There were a couple of moments on the course where I flashed back to two years ago– heavier, slower, no clue what I was doing… and felt so grateful for the amount of work and improvement I’ve managed since then. Even on a terrible day where everything hurt and I was exhausted.. I was 2 minutes/mile faster. I finished the race almost 40 minutes faster than last time and more importantly, know how to put it in context. I’m on week 14 of 18 weeks of hard training– of course I feel like crap. I smiled a couple of times when I saw parts of the course I remember feeling absolutely defeated last time because although I hurt, there was no way this race was going to defeat me.
The 30k met up with slower half marathon runners with about 5 miles to go. I decided that since I was running slow I would encourage all the half marathoners. I ran by 2 guys in their 40s who were running slower than me but didn’t look too miserable so I said, “great job gentlemen, keep it up! almost there.” Well, what an ass! It’s not ok to say that to guys, 3 miles from the finish when you’re bouncing by them in spandex. In fact, it’s kind of mean. But I was trying to be nice, promise! They sort of laughed and said, “well you look good…” I’m assuming they meant my running form and excellent stride.

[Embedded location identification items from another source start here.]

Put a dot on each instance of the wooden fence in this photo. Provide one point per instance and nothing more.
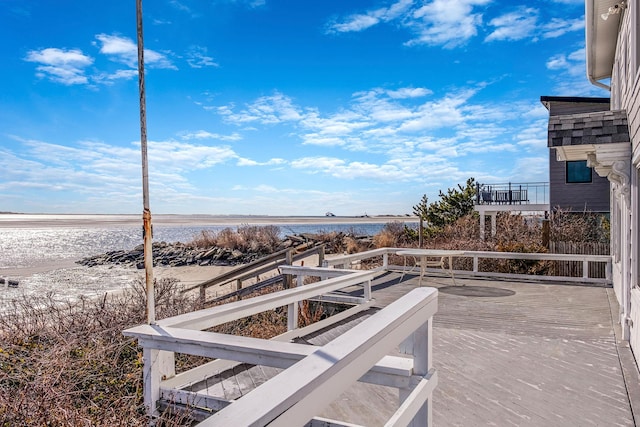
(574, 268)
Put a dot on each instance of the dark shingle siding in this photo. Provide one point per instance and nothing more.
(599, 127)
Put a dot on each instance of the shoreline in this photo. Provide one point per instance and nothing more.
(14, 220)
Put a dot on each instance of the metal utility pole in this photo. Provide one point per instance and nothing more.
(146, 213)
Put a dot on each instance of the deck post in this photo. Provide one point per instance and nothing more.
(420, 345)
(292, 309)
(493, 223)
(367, 290)
(288, 260)
(321, 256)
(158, 365)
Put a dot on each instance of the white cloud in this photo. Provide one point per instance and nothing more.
(272, 109)
(340, 169)
(445, 22)
(558, 27)
(515, 25)
(573, 64)
(60, 65)
(360, 22)
(197, 58)
(125, 51)
(202, 134)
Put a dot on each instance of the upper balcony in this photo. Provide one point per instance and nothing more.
(518, 196)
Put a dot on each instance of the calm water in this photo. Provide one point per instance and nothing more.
(43, 258)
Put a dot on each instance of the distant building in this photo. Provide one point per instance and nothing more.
(612, 49)
(573, 185)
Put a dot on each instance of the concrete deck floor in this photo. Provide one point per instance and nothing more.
(514, 354)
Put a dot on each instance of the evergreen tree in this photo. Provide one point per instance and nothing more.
(421, 210)
(456, 203)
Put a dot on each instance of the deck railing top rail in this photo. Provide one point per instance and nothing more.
(512, 193)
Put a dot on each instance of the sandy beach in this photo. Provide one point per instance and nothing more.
(83, 220)
(41, 250)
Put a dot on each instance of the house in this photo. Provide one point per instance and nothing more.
(613, 63)
(573, 186)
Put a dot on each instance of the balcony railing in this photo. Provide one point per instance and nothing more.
(512, 193)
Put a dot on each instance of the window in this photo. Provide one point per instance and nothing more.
(577, 171)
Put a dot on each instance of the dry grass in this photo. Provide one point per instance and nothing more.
(515, 233)
(68, 364)
(246, 238)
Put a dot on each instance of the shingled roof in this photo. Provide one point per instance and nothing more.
(600, 127)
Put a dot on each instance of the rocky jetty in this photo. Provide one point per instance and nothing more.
(181, 254)
(171, 255)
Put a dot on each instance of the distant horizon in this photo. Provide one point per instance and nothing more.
(279, 106)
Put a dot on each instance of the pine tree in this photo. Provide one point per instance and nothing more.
(453, 205)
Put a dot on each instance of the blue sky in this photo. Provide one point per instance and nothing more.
(278, 107)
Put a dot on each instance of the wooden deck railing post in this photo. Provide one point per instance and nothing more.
(585, 269)
(158, 365)
(292, 309)
(367, 290)
(321, 255)
(287, 277)
(420, 345)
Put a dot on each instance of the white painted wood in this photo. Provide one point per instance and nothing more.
(158, 365)
(325, 422)
(203, 319)
(414, 403)
(314, 271)
(257, 351)
(196, 374)
(292, 397)
(193, 399)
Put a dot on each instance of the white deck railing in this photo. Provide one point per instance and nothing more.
(313, 376)
(348, 261)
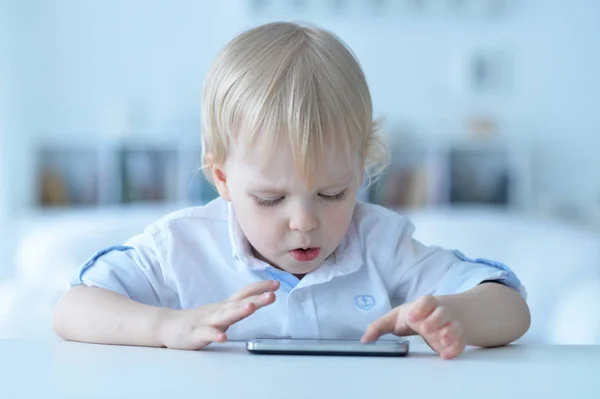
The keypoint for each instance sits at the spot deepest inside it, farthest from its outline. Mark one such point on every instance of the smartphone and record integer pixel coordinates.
(327, 347)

I also found myself wanting to chat this race. I chatted with the girl for the first 5 miles and found a couple of friends along the way. I’m not normally a race-chatter but it was nice. It helped to take my mind off of the pain. It was also a pretty course– I love the Delta. The vineyards are changing colors, there were some cool birds and I love rural California. Since I couldn’t disassociate from the pain like normal I was glad for distractions.
Once the race finally ended (and I finished with a 9:00 pace– not, not, not very good but whatever, it’s fine) I got a Saucony shirt from the booth since I raced in Sauconys and hung out with my coach JackAlberto (who rocked the 30k at a 5:28 pace) and his wife. He was really encouraging and reminded me to chill out a little. I ended up with 19.6 miles on the day which is good.
And so, although my time doesn’t reflect progress, here are some things I’ve learned from this race:
1. Although it wasn’t my day I have made tremendous strides in two years. In context, today’s time is good.
2. I can run when it hurts and I don’t enjoy it.
3. I’m burned out and so, so ready to taper. I need some pop back in my legs.
4. Carrying my own water works for me. It’s mildly annoying but it works.
5. Cheering for dudes as you pass them is mean and condescending.
6. One bad race isn’t necessarily indicative of the full picture. Put your race in context with the rest of your life and make sure to consider all the other factors– sleep, food, amount of miles run, etc.
7. It’s just a race.
This week my mileage comes down into the 50s. I’m so excited. No double days or bone-crushing hunger or getting up at 4. Awesome. 4 weeks until CIM. Crazy. In some ways I’m so ready to be done– I can’t wait for running to fit into my life instead of fitting my life into running but on the other hand… I have loved training hard. 28 days!